万葉の花とみどり
 くくみら 久君美良 茎韮 ニラ
 
 伎波都久の岡のくくみら我摘めど
    籠にも満たなふ背なと摘まさね
                東歌 巻十四 3444

『読み』きわつくのおかのくくみらわれつめど こにもみたなうせなどつまさね
『歌意』伎波都久の岡のニラを私だけで摘んでもなかなか籠に一杯にはなりません…。それではあなたの夫と一緒に摘んだらどうです。



鑑賞にも十分に堪える花


「みら」が訛って「ニラ」に
 ニラは摘んでも摘んでもなかなか一杯にはならないもの…。ならばあなたの「背(旦那様)」に摘んでもらいなさいよと、掛け合い問答が一つの歌となっています。「背」を話題にした問答から菜を摘む女性同士の会話と思われますが、この何気ない日常会話から万葉当時のほのぼのとした様子、人々の生き生きとした情景が目に浮かんでくるようです。
 ニラは匂い強い野菜として古代より食され、『古事記』にも「かみら」として登場します。

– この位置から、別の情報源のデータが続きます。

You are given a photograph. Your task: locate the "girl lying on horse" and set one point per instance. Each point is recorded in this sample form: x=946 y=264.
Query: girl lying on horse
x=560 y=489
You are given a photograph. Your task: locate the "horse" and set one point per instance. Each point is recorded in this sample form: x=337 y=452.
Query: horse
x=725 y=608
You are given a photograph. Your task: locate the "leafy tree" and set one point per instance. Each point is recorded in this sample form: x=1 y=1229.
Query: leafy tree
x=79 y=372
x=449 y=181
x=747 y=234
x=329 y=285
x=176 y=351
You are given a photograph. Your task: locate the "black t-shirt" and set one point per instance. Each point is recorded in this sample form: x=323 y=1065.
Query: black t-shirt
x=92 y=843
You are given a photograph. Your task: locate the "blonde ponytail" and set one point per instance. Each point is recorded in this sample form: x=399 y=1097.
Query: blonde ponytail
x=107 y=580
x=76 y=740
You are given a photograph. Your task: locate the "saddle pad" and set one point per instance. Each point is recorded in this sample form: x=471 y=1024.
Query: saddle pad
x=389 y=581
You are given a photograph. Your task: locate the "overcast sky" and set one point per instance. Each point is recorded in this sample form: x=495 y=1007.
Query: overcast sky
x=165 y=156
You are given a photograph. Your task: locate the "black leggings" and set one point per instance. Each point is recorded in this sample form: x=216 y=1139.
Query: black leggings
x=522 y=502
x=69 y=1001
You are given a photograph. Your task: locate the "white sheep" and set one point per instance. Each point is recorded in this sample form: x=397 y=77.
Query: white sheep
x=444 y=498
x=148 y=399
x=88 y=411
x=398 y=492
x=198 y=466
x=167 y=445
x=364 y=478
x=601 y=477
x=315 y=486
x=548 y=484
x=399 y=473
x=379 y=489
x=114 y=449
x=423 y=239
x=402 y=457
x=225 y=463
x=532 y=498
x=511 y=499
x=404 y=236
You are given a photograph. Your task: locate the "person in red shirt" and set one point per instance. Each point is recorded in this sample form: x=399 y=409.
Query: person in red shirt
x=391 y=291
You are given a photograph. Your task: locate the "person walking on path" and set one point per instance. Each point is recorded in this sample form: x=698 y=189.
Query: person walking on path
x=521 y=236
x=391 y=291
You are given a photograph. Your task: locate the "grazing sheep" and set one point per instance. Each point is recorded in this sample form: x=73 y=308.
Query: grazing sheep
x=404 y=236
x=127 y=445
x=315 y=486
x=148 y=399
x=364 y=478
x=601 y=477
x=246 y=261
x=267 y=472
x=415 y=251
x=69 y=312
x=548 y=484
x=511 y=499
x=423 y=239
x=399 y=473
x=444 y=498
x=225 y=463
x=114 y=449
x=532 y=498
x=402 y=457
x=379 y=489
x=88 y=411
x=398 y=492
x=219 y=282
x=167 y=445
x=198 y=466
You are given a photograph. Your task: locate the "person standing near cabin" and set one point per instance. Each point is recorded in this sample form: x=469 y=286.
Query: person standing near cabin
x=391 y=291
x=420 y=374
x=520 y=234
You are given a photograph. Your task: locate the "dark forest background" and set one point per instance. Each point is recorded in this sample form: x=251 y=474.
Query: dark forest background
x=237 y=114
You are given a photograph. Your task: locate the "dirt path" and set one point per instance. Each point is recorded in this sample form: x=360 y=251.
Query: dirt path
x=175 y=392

噛むと強烈なにおいがするというような意でしょうか、噛むニラで確かに「かみら」となります。通説では、「くくみら」は茎が立った「みら」という意味で、現在の「にら」の名は、「かみら」が音として発しやすい「にら」に転じたと考えられているようです。
 ニラはネギと並ぶ和風ハーブの代表です。一本の株は倍々で増えていき、数年後には大量の菜が得られます。栄養豊富で中華料理を始め様々な料理に使われますが、西洋ではあまり食べられていないようでです。夏場に星形の花を多数咲かせますが、大きさが手頃なので、ダイニングでの鑑賞用花としてもなかなか良いものです。また、たくさんの種ができますが、こぼれ種では芽が出にくく、翌年春まで保管してからまくと良いそうです。


管理者『妬持』の声
 ニラと言えば子供の頃、庭先でハンミョウの幼虫を釣るエサに使ったことを思い出します。ハンミョウは、ありの巣に似た穴を作るのですが、晴れた日には頭をちょこんと穴から出しているのですね。そこに、ニラの葉をそっと近づけると、ガブリとくるんです。食いついたところを一気に引き上げると虫が釣れるというものでした。庭先での「ニラ」についての思い出です。